While this was a new game show, it wasn’t the first time Pierson’s appeared on a game show. He had a memorable five-day run on “High Rollers” with veteran Wink Martindale serving as show host. Pierson appeared on that show shortly after he and his wife, Shirley, a USD alumna, were married. The newlyweds used the money he won to put a down payment on a house.
Shirley noted Monday that in one High Rollers episode where Eric won a fur coat as part of a $15,150 prize total, that she still owns the coat.
Mary Boyd, dean of the College of Arts and Sciences, hosted a USD viewing party Monday for Pierson’s appearance in Frank’s Lounge. Students, faculty and staff colleagues joined Pierson to see the results.

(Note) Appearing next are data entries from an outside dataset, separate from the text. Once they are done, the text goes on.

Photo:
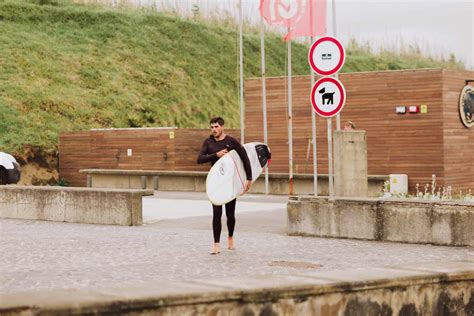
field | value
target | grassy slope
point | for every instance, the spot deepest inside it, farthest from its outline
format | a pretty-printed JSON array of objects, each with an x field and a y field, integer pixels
[{"x": 72, "y": 67}]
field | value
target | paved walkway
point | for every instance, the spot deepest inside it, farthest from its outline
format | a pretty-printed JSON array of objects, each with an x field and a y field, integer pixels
[{"x": 39, "y": 255}]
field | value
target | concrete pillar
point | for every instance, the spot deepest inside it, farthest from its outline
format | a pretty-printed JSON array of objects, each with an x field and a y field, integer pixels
[{"x": 350, "y": 163}]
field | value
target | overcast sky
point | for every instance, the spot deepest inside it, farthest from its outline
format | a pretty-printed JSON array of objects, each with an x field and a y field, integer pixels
[{"x": 437, "y": 27}]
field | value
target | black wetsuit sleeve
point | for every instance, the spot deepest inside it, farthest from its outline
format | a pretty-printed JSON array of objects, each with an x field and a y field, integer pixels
[
  {"x": 204, "y": 155},
  {"x": 245, "y": 159}
]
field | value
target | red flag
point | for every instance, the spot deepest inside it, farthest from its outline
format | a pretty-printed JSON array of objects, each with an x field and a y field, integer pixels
[{"x": 302, "y": 17}]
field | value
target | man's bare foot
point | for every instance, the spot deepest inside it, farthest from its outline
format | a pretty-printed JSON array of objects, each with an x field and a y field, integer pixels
[
  {"x": 215, "y": 249},
  {"x": 230, "y": 243}
]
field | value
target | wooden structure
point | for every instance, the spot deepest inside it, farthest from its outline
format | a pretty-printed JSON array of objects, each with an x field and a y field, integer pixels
[{"x": 419, "y": 144}]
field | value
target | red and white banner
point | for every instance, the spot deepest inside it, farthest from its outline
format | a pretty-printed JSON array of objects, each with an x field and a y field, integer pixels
[{"x": 301, "y": 17}]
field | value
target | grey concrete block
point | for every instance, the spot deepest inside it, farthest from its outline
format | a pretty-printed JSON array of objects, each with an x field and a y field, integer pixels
[{"x": 77, "y": 205}]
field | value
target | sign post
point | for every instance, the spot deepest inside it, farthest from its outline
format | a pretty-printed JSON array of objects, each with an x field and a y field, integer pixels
[{"x": 328, "y": 96}]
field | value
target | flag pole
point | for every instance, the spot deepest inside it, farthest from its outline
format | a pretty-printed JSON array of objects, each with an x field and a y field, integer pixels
[
  {"x": 264, "y": 94},
  {"x": 241, "y": 74}
]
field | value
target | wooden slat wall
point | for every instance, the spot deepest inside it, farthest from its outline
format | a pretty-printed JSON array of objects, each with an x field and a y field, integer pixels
[
  {"x": 411, "y": 144},
  {"x": 152, "y": 149},
  {"x": 107, "y": 149},
  {"x": 458, "y": 140}
]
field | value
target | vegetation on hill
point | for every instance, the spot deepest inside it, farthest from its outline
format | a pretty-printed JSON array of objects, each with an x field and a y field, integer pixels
[{"x": 75, "y": 67}]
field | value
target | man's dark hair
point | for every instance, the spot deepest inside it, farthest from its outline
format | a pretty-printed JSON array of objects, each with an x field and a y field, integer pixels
[{"x": 219, "y": 120}]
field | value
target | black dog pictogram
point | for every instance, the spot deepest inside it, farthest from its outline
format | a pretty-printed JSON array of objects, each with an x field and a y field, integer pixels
[{"x": 329, "y": 96}]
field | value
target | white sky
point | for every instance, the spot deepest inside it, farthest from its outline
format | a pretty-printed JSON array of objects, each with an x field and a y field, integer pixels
[{"x": 437, "y": 27}]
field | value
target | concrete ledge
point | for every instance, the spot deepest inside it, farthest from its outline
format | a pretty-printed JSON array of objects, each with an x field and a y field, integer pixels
[
  {"x": 430, "y": 289},
  {"x": 74, "y": 205},
  {"x": 411, "y": 221},
  {"x": 196, "y": 181}
]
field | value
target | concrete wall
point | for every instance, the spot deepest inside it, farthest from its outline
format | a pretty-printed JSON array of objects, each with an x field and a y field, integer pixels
[
  {"x": 437, "y": 289},
  {"x": 196, "y": 181},
  {"x": 74, "y": 205},
  {"x": 440, "y": 223},
  {"x": 350, "y": 163}
]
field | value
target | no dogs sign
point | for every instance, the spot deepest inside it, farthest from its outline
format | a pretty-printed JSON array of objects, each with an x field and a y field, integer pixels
[
  {"x": 328, "y": 97},
  {"x": 326, "y": 56}
]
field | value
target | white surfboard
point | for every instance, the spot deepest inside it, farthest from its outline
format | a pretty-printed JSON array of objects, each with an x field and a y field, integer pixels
[{"x": 226, "y": 179}]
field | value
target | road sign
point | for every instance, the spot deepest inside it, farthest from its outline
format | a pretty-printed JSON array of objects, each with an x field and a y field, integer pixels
[
  {"x": 328, "y": 96},
  {"x": 326, "y": 56}
]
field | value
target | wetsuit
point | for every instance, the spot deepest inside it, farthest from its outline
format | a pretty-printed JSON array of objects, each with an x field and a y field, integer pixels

The object of the game is for one contestant, who is surrounded by a circle of 10 others, to one by one eliminate them to receive the $1 million top prize by answering a series of trivia questions. If any of the 10 contestants defeats the main contestant, they win $10,000. Four contestants tried and failed before Pierson had his shot.
Pierson, who did get to say that he’s from Chicago and that he’s a communication studies college professor — the University of San Diego part was edited out, he said — was put into a “professor” costume that included a bright yellow shirt with a jacket complete with long elbow patches and he wore a beret, too. While admittedly not his favorite look, he did have the look of a poised contestant.
Pierson answered eight questions correctly and impressively — everything from knowing what object brings a person bad luck for seven years (mirror), the AOL voiceover (You’ve Got Mail) and even what was the name of the dolls whose motto is “The Girls with a Passion for Fashion” (Bratz). He also successfully answered Garrison Keillor’s famed radio show, A Prairie Home Companion, when his opponent didn’t and passed the turn to Pierson.
He wasn’t so lucky, though, when his opponent passed a second time on the Patton Oswalt question. The only letter hint that had been given was the “a” in the second word.
Still, though, Pierson was smiling Monday when it was all over. He’d been sworn to secrecy as to how he fared until the show aired. Again, he had fun.
“Doing something like this reminds me that some academics can take themselves so seriously,” he said.
Several members of the viewing party congratulated him on his appearance and a few also consoled him. Said one of his students as she left Frank’s Lounge: “Good job, Dr. Pierson. It’s OK, I didn’t know the answer, either.”